30.11.1878 – Tuschelnde Töchter und ihre vorweihnachtlichen Sorgen

Hach, es ist wieder soweit. Morgen ist der erste Dezember. Zeit für das erste Türchen am Adventskalender – und natürlich der alljährliche Stress, alle Lieben mit Geschenken zu versorgen. Da freuen sich die Geschäfte auf die Umsätze (wobei, dieses Jahr soll das Weihnachtsgeschäft wohl gedämpft ausfallen). Und wie war das damals, als es weder Kaufhäuser noch den Versandhandel gab?

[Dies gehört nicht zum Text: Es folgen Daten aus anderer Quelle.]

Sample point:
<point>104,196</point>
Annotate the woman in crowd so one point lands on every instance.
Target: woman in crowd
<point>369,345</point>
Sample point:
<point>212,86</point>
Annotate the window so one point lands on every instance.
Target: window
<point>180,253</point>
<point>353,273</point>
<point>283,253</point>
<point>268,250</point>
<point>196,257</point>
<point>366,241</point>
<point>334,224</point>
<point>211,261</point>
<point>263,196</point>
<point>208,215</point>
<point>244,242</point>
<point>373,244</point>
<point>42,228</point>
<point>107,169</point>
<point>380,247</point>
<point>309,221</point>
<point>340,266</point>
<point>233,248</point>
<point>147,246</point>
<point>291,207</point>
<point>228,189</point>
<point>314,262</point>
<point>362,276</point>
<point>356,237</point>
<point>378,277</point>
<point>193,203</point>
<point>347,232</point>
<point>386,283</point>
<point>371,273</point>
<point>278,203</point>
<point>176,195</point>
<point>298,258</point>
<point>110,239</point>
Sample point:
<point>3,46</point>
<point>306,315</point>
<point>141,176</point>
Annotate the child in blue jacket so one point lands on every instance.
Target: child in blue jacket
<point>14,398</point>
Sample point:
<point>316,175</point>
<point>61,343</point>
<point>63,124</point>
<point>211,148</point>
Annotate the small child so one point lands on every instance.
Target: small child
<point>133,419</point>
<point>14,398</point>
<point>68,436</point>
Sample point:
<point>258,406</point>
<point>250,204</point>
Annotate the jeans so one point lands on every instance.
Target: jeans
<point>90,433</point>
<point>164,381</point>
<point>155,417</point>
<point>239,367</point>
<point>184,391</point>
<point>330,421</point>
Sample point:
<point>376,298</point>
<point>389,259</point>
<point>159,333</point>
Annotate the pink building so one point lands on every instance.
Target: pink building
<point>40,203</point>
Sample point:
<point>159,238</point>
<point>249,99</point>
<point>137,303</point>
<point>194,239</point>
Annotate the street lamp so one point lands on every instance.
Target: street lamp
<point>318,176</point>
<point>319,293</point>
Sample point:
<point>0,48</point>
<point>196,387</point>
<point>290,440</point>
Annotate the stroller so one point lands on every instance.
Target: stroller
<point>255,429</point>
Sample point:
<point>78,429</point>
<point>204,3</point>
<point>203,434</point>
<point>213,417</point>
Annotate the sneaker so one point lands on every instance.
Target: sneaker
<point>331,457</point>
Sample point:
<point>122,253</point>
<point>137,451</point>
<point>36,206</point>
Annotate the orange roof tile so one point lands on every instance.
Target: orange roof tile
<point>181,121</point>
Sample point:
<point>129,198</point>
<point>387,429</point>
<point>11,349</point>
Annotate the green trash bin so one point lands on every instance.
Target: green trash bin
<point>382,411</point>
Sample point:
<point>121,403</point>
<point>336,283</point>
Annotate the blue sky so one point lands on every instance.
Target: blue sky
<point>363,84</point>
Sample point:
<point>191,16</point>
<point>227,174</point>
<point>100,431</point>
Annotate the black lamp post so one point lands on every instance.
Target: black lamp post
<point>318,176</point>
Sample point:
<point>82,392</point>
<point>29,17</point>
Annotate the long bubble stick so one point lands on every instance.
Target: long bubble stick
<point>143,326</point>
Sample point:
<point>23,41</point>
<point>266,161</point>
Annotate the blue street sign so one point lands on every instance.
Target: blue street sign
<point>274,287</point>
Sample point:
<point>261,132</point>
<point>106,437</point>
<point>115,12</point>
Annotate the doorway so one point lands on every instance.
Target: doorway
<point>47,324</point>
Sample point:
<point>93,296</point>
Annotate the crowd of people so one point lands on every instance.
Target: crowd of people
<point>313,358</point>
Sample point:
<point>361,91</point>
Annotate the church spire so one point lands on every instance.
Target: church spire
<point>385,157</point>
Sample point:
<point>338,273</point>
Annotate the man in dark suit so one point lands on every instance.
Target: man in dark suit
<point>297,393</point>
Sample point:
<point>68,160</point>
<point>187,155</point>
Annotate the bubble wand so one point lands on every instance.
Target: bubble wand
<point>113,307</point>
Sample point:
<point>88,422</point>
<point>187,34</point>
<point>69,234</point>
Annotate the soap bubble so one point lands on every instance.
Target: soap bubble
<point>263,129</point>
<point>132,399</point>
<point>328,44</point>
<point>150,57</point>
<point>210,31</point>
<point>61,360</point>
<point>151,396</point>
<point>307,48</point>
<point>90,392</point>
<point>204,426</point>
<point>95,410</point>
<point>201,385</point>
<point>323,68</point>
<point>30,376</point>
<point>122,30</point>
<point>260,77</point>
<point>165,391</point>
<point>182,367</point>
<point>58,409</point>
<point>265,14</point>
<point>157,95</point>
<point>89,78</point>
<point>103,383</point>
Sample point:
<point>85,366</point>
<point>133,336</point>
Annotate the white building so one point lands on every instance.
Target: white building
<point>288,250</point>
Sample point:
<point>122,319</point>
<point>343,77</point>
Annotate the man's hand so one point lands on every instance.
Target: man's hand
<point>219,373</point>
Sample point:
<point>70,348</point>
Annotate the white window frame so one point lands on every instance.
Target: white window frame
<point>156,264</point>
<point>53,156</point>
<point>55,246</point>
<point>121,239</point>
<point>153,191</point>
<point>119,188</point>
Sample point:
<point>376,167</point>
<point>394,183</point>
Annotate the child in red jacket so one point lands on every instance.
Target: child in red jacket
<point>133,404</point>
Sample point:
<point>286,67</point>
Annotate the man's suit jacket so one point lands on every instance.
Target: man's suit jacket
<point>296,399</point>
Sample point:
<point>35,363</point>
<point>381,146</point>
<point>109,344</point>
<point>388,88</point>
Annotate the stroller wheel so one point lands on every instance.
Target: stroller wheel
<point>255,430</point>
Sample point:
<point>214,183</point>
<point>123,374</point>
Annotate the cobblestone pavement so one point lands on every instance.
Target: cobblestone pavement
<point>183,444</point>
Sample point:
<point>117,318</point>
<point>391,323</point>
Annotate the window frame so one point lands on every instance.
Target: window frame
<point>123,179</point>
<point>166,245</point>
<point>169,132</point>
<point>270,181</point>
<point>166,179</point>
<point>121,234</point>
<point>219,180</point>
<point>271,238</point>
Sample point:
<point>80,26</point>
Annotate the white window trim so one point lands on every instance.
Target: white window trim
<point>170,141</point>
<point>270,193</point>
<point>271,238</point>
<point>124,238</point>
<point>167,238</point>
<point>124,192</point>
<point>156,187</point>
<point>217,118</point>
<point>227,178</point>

Der Beitrag „Weihnachtsarbeiten“ in der Zeitung Lokomotive an der Oder (erschienen in Oels, heute Oleśnica) vom 30.11.1878 bringt etwas Kerzenlicht ins Dunkel. Er berichtet davon, wie der „gestrenge Hausherr“ Getuschel der Frauen tolerieren muss, wenn sie über Geschenke beratschlagen. Über die Sorgen der Töchter, die so viel zu sticken zu haben. Über aufregende Heimlichkeiten in der Vorweihnachtszeit. Aber auch darüber, dass sich die Töchter allzuoft durch ihre Stickereien bei Kerzenlicht die Augen kaputt machen – für Geschenke, die den Beschenkten vielleicht gar nicht gefallen.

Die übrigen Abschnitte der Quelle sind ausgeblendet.